The security industry has spent the past 18 months buying AI tools on a specific implicit promise: that hallucinations are a current-generation problem, that reasoning depth will improve as models scale, and that agentic chains will become reliable enough for autonomous operation as training data and architectures mature. A recently published paper by Vishal Sikka and Varin Sikka — “Hallucination Stations: On Some Basic Limitations of Transformer-Based Language Models” — makes a formal argument that the industry is waiting for something the architecture cannot deliver.
The Sikkas are not sceptics from outside the field. Vishal Sikka holds a Stanford PhD supervised by John McCarthy, the person who coined the term “artificial intelligence.” Their argument is not qualitative. It is rooted in computational complexity theory that has been settled since the 1960s.
What the Paper Actually Proves
The core finding is that transformer-based models operate with a fixed compute budget per token. The self-attention mechanism that gives transformers their power is also what constrains them: the amount of computation a model can perform per output token is architecturally bounded. It does not scale with the difficulty of the task. A model reasoning about a three-word classification and a model being asked to reconstruct a complex multi-stage attack chain are allocated the same depth of computation.
This matters because of the Time Hierarchy Theorem — a foundational result in computational complexity that distinguishes problems by the compute required to solve them. Some problems are in complexity classes that provably require more computation than a fixed-budget architecture can perform regardless of training quality or parameter count. For these problems, transformer models will produce plausible-sounding outputs that are not derived from sufficient computation. That is not a description of a bad model. It is a description of what any transformer model will do when asked to solve a problem above its architectural compute ceiling.
The paper also addresses error propagation in agentic chains. When multiple LLM calls are chained — each using the output of the previous as its input — the error compounds rather than cancels. Longer chains do not average out hallucinations. They multiply them.
The Problem Classes Security Uses LLMs For
Security operations happens to rely heavily on exactly the split the paper identifies. Verification-class problems — is this alert consistent with known malicious patterns? does this log line match a known attack signature? is this CVE ID in our asset list? — are tasks where LLMs perform well and the architectural limits are rarely binding. Classification, triage scoring, and pattern matching against known structures are legitimate uses.
Investigation and attribution are different. Reconstructing a multi-stage attack chain from partial telemetry, determining whether a sequence of events indicates a novel attack versus benign coincidence, correlating activity across disparate data sources to form a causal narrative — these are solving-class problems. They require reasoning that builds on itself across many inferential steps.
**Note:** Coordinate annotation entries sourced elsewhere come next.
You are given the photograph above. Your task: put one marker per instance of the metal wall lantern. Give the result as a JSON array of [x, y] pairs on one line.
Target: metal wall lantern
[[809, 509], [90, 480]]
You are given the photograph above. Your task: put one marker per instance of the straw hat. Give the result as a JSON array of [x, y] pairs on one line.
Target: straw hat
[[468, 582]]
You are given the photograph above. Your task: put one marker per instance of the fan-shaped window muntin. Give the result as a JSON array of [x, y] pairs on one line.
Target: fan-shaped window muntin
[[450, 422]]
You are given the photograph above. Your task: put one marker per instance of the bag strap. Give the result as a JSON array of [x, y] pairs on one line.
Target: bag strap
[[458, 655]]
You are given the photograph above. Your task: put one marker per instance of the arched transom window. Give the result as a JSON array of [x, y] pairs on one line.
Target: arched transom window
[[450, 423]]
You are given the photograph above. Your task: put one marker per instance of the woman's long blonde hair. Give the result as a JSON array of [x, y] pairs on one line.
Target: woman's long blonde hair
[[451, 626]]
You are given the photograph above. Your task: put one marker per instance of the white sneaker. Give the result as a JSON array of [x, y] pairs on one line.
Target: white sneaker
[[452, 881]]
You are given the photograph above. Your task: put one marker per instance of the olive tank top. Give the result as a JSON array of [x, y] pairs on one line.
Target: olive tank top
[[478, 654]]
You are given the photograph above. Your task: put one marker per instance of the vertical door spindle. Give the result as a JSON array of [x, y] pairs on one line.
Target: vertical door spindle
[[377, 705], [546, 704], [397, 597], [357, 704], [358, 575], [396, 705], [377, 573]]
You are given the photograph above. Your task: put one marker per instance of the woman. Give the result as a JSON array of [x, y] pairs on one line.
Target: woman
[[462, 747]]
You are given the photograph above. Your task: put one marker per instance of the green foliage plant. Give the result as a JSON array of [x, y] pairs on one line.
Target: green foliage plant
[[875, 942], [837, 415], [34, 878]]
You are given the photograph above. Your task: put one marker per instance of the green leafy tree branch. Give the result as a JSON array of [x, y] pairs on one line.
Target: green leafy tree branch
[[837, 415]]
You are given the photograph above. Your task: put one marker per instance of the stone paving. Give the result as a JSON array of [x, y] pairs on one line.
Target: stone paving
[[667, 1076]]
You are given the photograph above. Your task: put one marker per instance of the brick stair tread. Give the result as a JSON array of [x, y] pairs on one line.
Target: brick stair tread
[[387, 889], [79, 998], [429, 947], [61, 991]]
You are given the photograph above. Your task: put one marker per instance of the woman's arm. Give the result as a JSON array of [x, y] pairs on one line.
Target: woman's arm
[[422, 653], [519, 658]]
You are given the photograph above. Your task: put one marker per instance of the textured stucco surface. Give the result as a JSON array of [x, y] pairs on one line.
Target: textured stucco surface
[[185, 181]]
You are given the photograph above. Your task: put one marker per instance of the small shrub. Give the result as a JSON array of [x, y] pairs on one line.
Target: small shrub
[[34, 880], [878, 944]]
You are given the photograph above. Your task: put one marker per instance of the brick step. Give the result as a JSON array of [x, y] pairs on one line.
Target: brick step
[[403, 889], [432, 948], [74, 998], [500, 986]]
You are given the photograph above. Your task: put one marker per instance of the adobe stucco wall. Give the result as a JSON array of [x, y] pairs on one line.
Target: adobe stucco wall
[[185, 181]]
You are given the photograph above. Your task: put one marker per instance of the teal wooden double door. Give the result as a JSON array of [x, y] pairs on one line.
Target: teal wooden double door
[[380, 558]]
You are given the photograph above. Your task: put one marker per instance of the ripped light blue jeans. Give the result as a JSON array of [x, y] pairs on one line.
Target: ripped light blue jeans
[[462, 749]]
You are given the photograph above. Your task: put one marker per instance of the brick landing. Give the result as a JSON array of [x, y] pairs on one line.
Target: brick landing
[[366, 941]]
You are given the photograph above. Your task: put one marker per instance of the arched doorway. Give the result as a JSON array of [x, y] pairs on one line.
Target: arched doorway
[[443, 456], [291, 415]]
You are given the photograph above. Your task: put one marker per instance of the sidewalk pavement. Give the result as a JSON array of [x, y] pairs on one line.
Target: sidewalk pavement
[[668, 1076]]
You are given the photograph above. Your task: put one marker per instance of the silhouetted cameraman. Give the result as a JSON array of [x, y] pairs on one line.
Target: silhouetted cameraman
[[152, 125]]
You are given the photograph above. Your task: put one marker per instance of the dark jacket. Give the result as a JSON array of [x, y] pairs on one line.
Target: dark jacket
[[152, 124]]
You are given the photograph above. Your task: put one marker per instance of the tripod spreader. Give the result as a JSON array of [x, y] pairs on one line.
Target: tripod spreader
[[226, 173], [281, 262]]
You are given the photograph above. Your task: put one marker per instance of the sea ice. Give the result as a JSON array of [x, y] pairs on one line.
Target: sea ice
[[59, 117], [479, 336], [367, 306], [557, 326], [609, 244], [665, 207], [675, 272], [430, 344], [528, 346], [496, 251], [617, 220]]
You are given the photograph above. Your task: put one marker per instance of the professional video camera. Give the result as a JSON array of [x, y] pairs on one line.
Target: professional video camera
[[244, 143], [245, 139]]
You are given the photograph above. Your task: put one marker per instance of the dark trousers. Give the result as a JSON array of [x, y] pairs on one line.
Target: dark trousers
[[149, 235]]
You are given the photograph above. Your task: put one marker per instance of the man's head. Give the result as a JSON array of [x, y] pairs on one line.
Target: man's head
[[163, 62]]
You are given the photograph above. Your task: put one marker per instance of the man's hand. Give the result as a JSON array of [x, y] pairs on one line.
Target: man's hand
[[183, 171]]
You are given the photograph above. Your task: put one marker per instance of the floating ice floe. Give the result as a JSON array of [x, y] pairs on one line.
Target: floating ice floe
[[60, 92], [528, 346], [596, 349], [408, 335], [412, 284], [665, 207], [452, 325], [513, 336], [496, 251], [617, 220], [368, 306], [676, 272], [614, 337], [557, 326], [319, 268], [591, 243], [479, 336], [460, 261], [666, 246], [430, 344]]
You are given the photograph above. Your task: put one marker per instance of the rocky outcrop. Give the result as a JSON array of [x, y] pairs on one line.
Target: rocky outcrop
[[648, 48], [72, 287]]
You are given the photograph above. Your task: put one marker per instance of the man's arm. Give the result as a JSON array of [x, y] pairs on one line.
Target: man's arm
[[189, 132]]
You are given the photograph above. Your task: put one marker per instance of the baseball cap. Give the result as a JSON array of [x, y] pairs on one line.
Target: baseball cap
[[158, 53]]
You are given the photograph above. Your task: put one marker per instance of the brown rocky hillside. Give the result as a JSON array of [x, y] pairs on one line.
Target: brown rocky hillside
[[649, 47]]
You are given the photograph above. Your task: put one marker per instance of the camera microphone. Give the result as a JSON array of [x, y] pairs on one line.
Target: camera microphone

They are precisely the problem class where the fixed compute budget per token is a hard architectural constraint, not a soft one that improves with scale.
The AI SOC products being sold to security teams in 2026 are largely being sold on the promise of the second category while quietly delivering the first.
The Gap Between the Sales Deck and the Architecture
The industry framing for AI security tooling is almost universally progress-oriented: hallucination rates are dropping, context windows are growing, agentic frameworks are maturing. The implication in every vendor briefing is that current limitations are temporary — directional problems that better training will resolve.
What the Sikka paper establishes is that this framing is wrong for a specific and important subset of the tasks these tools are being deployed for. The hallucination problem in complex investigative reasoning is not a quality problem that training will eventually solve. It is a consequence of the architecture operating on a problem in a complexity class that the architecture cannot fully address. This is not an argument the vendors are making, because it does not help them close deals.
Security practitioners making deployment decisions about these tools need to hold a different model in their heads than the one the vendors are providing. The appropriate question is not “how much do I trust this tool’s outputs today versus in six months?” It is “which category of problem am I giving this tool, and is that category one where the architectural limits are binding?”
For triage, alert classification, and known-pattern matching: the tools are genuinely useful, the limits are manageable, and the efficiency gains are real. For novel attack investigation, multi-hop reasoning across sparse evidence, and autonomous agentic response chains: the limitations are not being engineered away. They are proven.
Building autonomous operational dependencies on AI tools for the second category — as a growing number of enterprise security programmes are doing — is building on a mathematical ceiling, not a temporary floor. The industry’s optimism about AI security tooling is not wrong in aggregate. It is wrong about which part of the problem the optimism applies to, and the Sikka paper gives that error a formal name.
The uncomfortable conclusion is not that AI has no place in security operations. It clearly does. The conclusion is that the current trust model — progressively extending autonomy to LLM-based systems under the assumption that limitations are temporary — is the wrong architecture for the problem. Security practitioners who understand where the ceiling sits can use these tools well. Those waiting for the ceiling to lift may wait indefinitely.